Setting	DSDPG (MSMMD/MMD Sobolev)	Det. Sobolev (MAGE) / Baseline
Noise-free	On par with baselines	On par
Multiplicative Obs. Noise $n\sim U[0.8,1.2]$	Leads in 3 of 6 (especially Ant-v2, Humanoid-v2)	MAGE drops significantly in Walker2d/Humanoid
Additive Gaussian Dynamics Noise	Leads in 3 of 6	Baselines degrade; Ant-v2 becomes significantly harder

Ablation Study¶

Configuration	Key Observation
Full DSDPG	Robust in noisy environments; larger gains in high-dim tasks
w/o Overestimation Correction	Stability and final performance both decrease significantly
cVAE → Normalizing Flow	Qualitative behavior remains similar across MuJoCo tasks
MSMMD vs. Standard MMD	MSMMD slightly superior

Key Findings¶

Removing overestimation correction causes the largest performance drop, identifying it as a key for stable training in sample-based distributional settings.
Advantages scale with environment stochasticity and action dimensionality: results are on par in noise-free settings but diverge in noisy high-dimensional tasks (Ant, Humanoid).
The provably contractive MSMMD is consistently slightly better than heuristic MMD, validating the utility of theoretical contraction guarantees.

Highlights & Insights¶

Bootstrapping Gradients as Random Variables: While previous "value gradient" works treated action gradients as deterministic quantities or auxiliary regularizers, this work concatenated them with returns into a joint random variable for bootstrapping—a novel perspective and the foundation for contraction proofs.
$\gamma\kappa<1$ Smoothness Trade-off: This quantifies when gradient-aware RL converges, suggesting that when environmental physical gradients are large, the only recourse is to reduce $\gamma$.
World Model Selection via Gradient Constraints: Explains why cVAE/flows work while diffusion does not (calculating diffusion Jacobians requires backpropagating through the entire denoising chain), a logic transferable to other "input-gradient-heavy" generation scenarios.
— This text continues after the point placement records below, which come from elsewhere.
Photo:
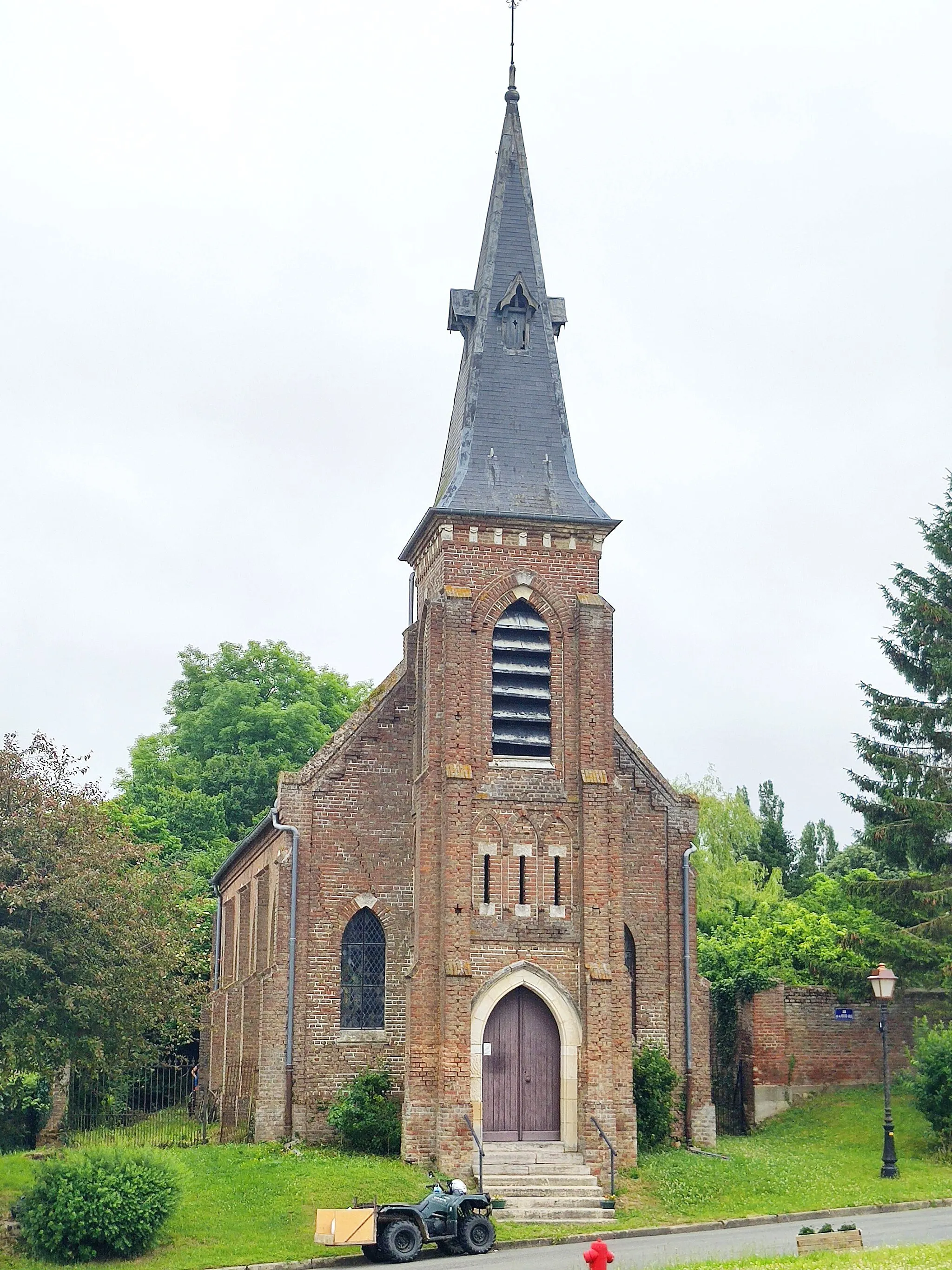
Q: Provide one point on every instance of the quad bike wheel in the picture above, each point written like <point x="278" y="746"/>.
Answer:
<point x="476" y="1235"/>
<point x="400" y="1241"/>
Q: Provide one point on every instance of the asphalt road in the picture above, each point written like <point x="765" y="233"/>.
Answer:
<point x="919" y="1226"/>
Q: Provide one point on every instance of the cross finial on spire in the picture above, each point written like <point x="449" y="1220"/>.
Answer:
<point x="512" y="94"/>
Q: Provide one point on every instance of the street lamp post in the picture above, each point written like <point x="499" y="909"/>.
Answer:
<point x="884" y="984"/>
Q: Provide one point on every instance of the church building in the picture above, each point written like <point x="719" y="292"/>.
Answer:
<point x="480" y="883"/>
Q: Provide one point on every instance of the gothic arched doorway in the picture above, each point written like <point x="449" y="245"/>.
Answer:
<point x="521" y="1071"/>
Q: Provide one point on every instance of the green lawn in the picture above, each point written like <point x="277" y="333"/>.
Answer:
<point x="824" y="1154"/>
<point x="247" y="1204"/>
<point x="922" y="1257"/>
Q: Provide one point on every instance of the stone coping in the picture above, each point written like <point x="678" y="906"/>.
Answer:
<point x="638" y="1232"/>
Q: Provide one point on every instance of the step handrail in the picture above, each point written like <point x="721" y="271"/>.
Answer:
<point x="611" y="1149"/>
<point x="479" y="1147"/>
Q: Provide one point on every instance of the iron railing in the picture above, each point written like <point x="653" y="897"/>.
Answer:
<point x="163" y="1105"/>
<point x="479" y="1147"/>
<point x="611" y="1150"/>
<point x="157" y="1107"/>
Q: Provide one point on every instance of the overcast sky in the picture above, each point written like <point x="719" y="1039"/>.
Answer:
<point x="228" y="234"/>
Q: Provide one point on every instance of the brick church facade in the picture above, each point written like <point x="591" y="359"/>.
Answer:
<point x="478" y="882"/>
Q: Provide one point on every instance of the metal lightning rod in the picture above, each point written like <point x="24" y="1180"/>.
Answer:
<point x="513" y="6"/>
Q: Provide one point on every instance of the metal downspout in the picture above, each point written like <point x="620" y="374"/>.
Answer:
<point x="686" y="929"/>
<point x="216" y="967"/>
<point x="292" y="944"/>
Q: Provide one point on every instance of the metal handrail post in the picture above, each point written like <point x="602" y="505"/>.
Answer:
<point x="479" y="1147"/>
<point x="611" y="1149"/>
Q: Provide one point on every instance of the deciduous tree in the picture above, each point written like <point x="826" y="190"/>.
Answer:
<point x="94" y="937"/>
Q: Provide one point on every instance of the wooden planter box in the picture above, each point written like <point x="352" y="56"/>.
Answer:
<point x="833" y="1241"/>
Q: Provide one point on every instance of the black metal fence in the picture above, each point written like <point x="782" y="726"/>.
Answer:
<point x="158" y="1107"/>
<point x="165" y="1105"/>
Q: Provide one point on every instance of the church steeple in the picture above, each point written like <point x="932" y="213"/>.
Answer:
<point x="509" y="452"/>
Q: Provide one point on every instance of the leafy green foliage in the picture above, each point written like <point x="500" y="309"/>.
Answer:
<point x="365" y="1116"/>
<point x="25" y="1107"/>
<point x="932" y="1086"/>
<point x="93" y="937"/>
<point x="818" y="846"/>
<point x="103" y="1203"/>
<point x="237" y="719"/>
<point x="729" y="882"/>
<point x="653" y="1083"/>
<point x="906" y="794"/>
<point x="776" y="849"/>
<point x="753" y="934"/>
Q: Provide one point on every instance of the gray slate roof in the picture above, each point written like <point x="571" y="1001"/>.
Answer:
<point x="509" y="451"/>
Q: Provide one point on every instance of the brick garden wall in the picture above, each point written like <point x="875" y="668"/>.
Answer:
<point x="793" y="1043"/>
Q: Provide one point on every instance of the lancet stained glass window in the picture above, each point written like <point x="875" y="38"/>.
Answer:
<point x="364" y="961"/>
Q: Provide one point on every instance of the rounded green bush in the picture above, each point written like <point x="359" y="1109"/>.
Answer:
<point x="365" y="1116"/>
<point x="98" y="1204"/>
<point x="654" y="1081"/>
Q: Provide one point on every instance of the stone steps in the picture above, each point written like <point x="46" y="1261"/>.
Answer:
<point x="545" y="1187"/>
<point x="541" y="1182"/>
<point x="550" y="1170"/>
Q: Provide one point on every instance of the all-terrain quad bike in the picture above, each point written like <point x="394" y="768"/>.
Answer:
<point x="455" y="1222"/>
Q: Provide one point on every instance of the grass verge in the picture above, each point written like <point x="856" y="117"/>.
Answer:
<point x="824" y="1154"/>
<point x="248" y="1204"/>
<point x="921" y="1257"/>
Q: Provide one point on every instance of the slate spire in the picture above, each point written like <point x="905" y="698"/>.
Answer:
<point x="509" y="451"/>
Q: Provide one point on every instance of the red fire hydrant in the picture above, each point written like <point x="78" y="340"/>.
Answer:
<point x="598" y="1255"/>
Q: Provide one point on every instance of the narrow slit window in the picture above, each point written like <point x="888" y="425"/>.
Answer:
<point x="630" y="968"/>
<point x="522" y="685"/>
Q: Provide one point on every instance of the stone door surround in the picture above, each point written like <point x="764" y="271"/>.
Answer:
<point x="523" y="975"/>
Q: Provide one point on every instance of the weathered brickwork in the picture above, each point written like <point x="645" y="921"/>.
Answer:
<point x="793" y="1043"/>
<point x="399" y="812"/>
<point x="487" y="873"/>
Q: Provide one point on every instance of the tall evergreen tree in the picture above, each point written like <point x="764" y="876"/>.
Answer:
<point x="906" y="798"/>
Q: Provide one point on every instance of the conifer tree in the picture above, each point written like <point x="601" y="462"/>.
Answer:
<point x="906" y="798"/>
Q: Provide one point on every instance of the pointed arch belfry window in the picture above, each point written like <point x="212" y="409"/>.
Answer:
<point x="522" y="685"/>
<point x="364" y="961"/>
<point x="517" y="308"/>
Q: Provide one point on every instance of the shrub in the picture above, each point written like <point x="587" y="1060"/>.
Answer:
<point x="98" y="1204"/>
<point x="365" y="1117"/>
<point x="932" y="1086"/>
<point x="653" y="1084"/>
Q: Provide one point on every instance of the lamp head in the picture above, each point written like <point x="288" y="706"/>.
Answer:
<point x="884" y="984"/>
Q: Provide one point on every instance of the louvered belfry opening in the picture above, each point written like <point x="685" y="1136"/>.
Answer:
<point x="522" y="685"/>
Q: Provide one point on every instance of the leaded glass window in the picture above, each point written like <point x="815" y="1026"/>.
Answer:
<point x="364" y="961"/>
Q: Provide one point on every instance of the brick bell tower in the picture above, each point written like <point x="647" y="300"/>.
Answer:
<point x="520" y="1009"/>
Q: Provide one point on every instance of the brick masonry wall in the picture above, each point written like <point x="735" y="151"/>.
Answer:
<point x="397" y="813"/>
<point x="794" y="1043"/>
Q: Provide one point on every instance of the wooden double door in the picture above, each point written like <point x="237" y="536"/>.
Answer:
<point x="521" y="1071"/>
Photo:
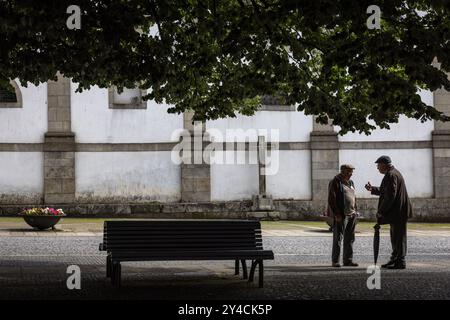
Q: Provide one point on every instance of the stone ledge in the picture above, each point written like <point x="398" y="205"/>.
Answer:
<point x="430" y="210"/>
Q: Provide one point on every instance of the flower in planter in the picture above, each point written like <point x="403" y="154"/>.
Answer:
<point x="43" y="212"/>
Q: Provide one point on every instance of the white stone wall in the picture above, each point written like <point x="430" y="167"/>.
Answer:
<point x="233" y="181"/>
<point x="293" y="179"/>
<point x="94" y="122"/>
<point x="414" y="164"/>
<point x="133" y="175"/>
<point x="291" y="125"/>
<point x="22" y="176"/>
<point x="29" y="123"/>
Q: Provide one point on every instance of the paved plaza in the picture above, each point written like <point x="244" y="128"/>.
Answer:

Limitations & Future Work¶

Computational Overhead: Policy evaluation and improvement both require multiple samples and input gradients from the distributional critic, which is costly.
Action-Gradient Only: A full Sobolev TD would include state-gradients, but joint processing is computationally non-trivial; this work focuses on the action-gradient variant for clarity and feasibility.
Showcase Positioning: The MuJoCo experiments are intended to demonstrate that distributional gradients are better under specific difficult stochastic settings, rather than outperforming SOTA in every standard benchmark.

vs. MAGE / Deterministic Sobolev: These fit conditional expectations; the current work models gradients as distributions and uses stochastic differentiable world models, avoiding gradient smoothing.
vs. Distributional RL: Standard methods model only return distributions; this work extends modeling to multi-dimensional gradients using distances like MSMMD.
vs. PINNs / Uncertainty-aware PINNs: These similarly treat random processes and their derivatives as random variables. The combination of Sobolev inductive bias, reparameterized generation, and computable distributional distances presented here is applicable to these fields.

Rating¶

Novelty: ⭐⭐⭐⭐⭐ First to model return gradients as distributions for direct TD; provides the first contraction proof for gradient-aware RL.
Experimental Thoroughness: ⭐⭐⭐⭐ Systematic across toy and MuJoCo tasks with various noise settings, though positioned more as a showcase than a leaderboard sweep.
Writing Quality: ⭐⭐⭐⭐ Clear motivation and algorithmic chain; symbols are rigorous.
Value: ⭐⭐⭐⭐ Provides a robust gradient-aware critic for stochastic high-dimensional control.